Swiss CPI (Fri): July’s release printed at 1.6%, in-line with market expectations and incrementally below the SNB’s Q3 forecast of 1.7%, which was set during the June gathering. For the August metric, we look for any skew around the SNB’s 1.7% forecast. In particular, an above-forecast reading would be a point of concern for policymakers as it would indicate that their forecast for inflation to lift back above the 0-2% band from Q1-2024 onwards remains in play. As it stands, market pricing currently ascribes a circa. 70% chance of an unchanged rate decision at the upcoming September gathering.
ISM Manufacturing PMI (Fri): The consensus looks for a little change, at 47.0 in August (prev. 46.9). Although there are some differences in the ISM data vs the S&P Global PMI data, the flash release of the latter showed the manufacturing PMI falling to a two-month low of 47.0 (from 49.0 in July), while the output index dropped below 50.0, to 47.5 (from 50.2). The report from S&P said that it was a signal of a “solid deterioration” in operating conditions midway through Q3; “the decline was the second-sharpest since January, as a renewed drop in output and steeper decrease in new orders weighed on the overall performance of the sector,” it added, with the lower new sales leading to a retrenchment among manufacturers as input buying fell at a quicker pace. S&P said the fall in purchasing activity reflected a reduced need to store materials and finished items, and subsequently, manufacturing inventories declined further. “Despite lower demand, vendor performance improved to the smallest extent since February,” S&P wrote, “some companies stated that a shortage of drivers at suppliers frustrated efforts to reduce delivery times.”

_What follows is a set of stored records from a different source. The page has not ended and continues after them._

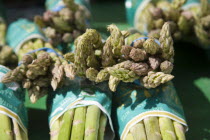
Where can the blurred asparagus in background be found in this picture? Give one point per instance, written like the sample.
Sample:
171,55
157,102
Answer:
38,70
81,123
147,60
10,129
157,128
65,25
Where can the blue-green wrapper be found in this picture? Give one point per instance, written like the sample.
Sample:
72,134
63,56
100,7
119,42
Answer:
22,31
131,104
80,93
57,5
12,101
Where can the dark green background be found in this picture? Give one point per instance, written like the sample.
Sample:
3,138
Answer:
192,78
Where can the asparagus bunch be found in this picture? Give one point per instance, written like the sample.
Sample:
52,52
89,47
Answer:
156,128
65,25
156,13
147,60
81,123
10,129
3,28
202,24
39,70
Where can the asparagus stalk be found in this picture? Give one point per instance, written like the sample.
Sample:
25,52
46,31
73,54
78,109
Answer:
152,128
92,123
167,129
138,131
64,133
102,126
129,136
78,124
5,128
179,130
54,131
16,129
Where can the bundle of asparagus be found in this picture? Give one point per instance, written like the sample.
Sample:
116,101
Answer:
63,25
81,123
7,56
13,115
2,31
151,16
10,129
39,69
80,111
202,25
149,60
156,128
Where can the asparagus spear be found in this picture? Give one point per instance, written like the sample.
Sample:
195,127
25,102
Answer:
167,129
5,128
92,123
16,130
78,124
152,128
64,133
138,131
54,131
102,126
179,129
129,136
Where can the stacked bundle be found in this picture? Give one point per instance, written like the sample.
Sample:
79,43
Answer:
63,24
39,68
86,123
149,60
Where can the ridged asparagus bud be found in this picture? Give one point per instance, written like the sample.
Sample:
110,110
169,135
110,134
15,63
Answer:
50,32
69,57
138,54
158,23
178,3
154,34
107,55
166,67
205,21
103,75
166,42
154,62
126,51
113,83
70,71
139,68
123,74
91,74
156,12
66,14
15,75
151,47
138,43
117,39
154,79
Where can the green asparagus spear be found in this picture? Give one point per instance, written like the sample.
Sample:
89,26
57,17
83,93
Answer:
92,123
5,128
179,129
129,136
152,128
167,129
78,127
102,126
16,130
64,133
138,131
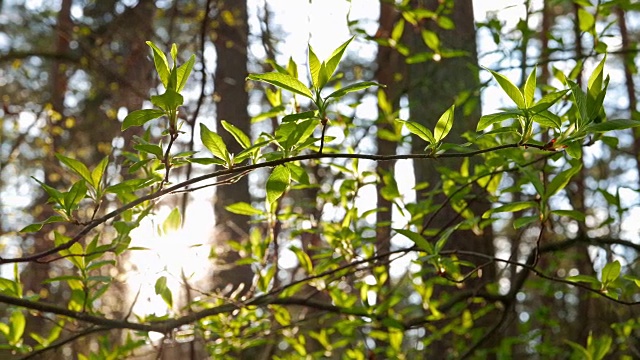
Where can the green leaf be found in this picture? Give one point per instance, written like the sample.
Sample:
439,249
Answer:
314,68
548,100
397,31
17,323
76,194
37,226
510,89
530,88
76,166
618,124
584,278
580,100
277,183
298,173
174,52
164,291
303,259
237,134
444,124
323,77
594,85
431,39
418,239
98,172
291,134
292,68
168,101
55,195
419,130
299,116
524,221
562,179
352,88
548,119
173,222
140,117
512,207
184,71
334,59
284,81
214,143
161,63
243,208
488,120
586,20
611,272
153,149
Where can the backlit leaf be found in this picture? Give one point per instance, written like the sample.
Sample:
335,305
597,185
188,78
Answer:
284,81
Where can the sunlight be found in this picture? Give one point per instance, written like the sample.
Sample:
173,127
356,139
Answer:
185,251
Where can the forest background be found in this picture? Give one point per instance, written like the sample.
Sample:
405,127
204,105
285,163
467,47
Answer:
428,178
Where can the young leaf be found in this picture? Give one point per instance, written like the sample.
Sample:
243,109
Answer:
17,325
548,100
353,87
488,120
284,81
161,63
174,53
37,226
510,89
611,272
524,221
303,259
98,173
314,68
431,39
419,130
562,179
299,116
417,239
76,166
168,101
243,208
277,183
184,71
547,119
164,291
292,68
444,124
335,58
586,20
140,117
214,143
574,214
512,207
153,149
323,77
530,88
237,134
172,222
619,124
581,102
73,197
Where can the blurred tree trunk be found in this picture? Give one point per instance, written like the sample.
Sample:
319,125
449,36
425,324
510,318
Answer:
230,37
35,273
435,86
389,72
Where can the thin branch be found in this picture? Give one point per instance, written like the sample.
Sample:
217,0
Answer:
159,193
63,342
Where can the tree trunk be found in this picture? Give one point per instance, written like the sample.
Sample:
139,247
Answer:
436,85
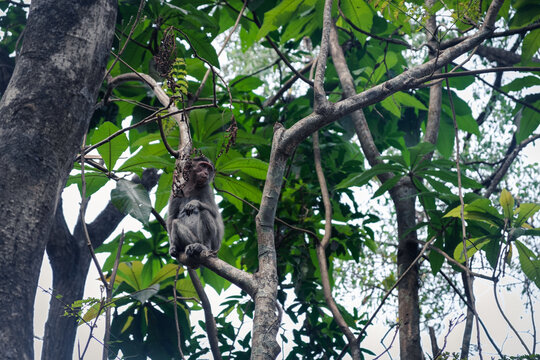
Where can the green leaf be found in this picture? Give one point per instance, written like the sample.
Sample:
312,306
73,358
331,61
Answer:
132,199
480,210
417,152
203,46
94,181
521,83
359,13
529,263
387,185
528,123
143,295
525,211
451,177
531,44
130,273
407,99
507,202
360,179
239,188
467,123
166,272
473,245
110,151
139,162
391,105
281,15
163,191
527,11
246,83
253,167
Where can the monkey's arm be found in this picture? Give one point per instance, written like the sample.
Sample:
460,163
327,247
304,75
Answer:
197,204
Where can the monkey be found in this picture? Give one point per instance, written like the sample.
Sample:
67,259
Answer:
194,222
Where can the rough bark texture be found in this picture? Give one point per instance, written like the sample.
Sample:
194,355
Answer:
404,198
266,320
44,114
70,262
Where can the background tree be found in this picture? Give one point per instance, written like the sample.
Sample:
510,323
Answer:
385,84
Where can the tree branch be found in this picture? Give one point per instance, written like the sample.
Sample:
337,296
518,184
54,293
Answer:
321,254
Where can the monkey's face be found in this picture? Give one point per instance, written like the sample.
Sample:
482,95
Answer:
203,172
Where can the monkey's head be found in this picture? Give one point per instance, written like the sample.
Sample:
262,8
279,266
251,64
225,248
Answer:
202,171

US Jobs Report (Fri): The consensus looks for 160k nonfarm payrolls to be added to the US economy in August (prev. 187k), and the unemployment rate is expected to remain at 3.5%, while average hourly earnings are seen rising 0.3% M/M, cooling from a rate of 0.4% seen in July. Analysts have been looking for the rate of job additions to cool as we progress further towards the end of the year. The Fed has projected that the jobless rate will rise to 4.1% by the end of this year, though officials have been noting the resilience of the labour market recently; recent initial jobless claims data, for instance, has failed to meaningfully spike higher, and in the survey week that coincides with the BLS jobs report window, the four-week moving average was at 234.5k (vs 237.5k going into the July data), and continuing claims was at 1.697mln (vs 1.717mln). Elsewhere, the BLS this week published its prelim estimates for the upcoming benchmark revisions to payroll employment, revising down employment levels for the year through March 2023 by 306k. Moody’s explained that “the eventual benchmark changes, released early next year, will impact the full period from April 2022 through March 2023,” adding that the data was in line with its expectations “that employment growth will be revised lower, and while the monthly details are not yet known, the size of the revision would imply a 25k per month reduction in job growth.”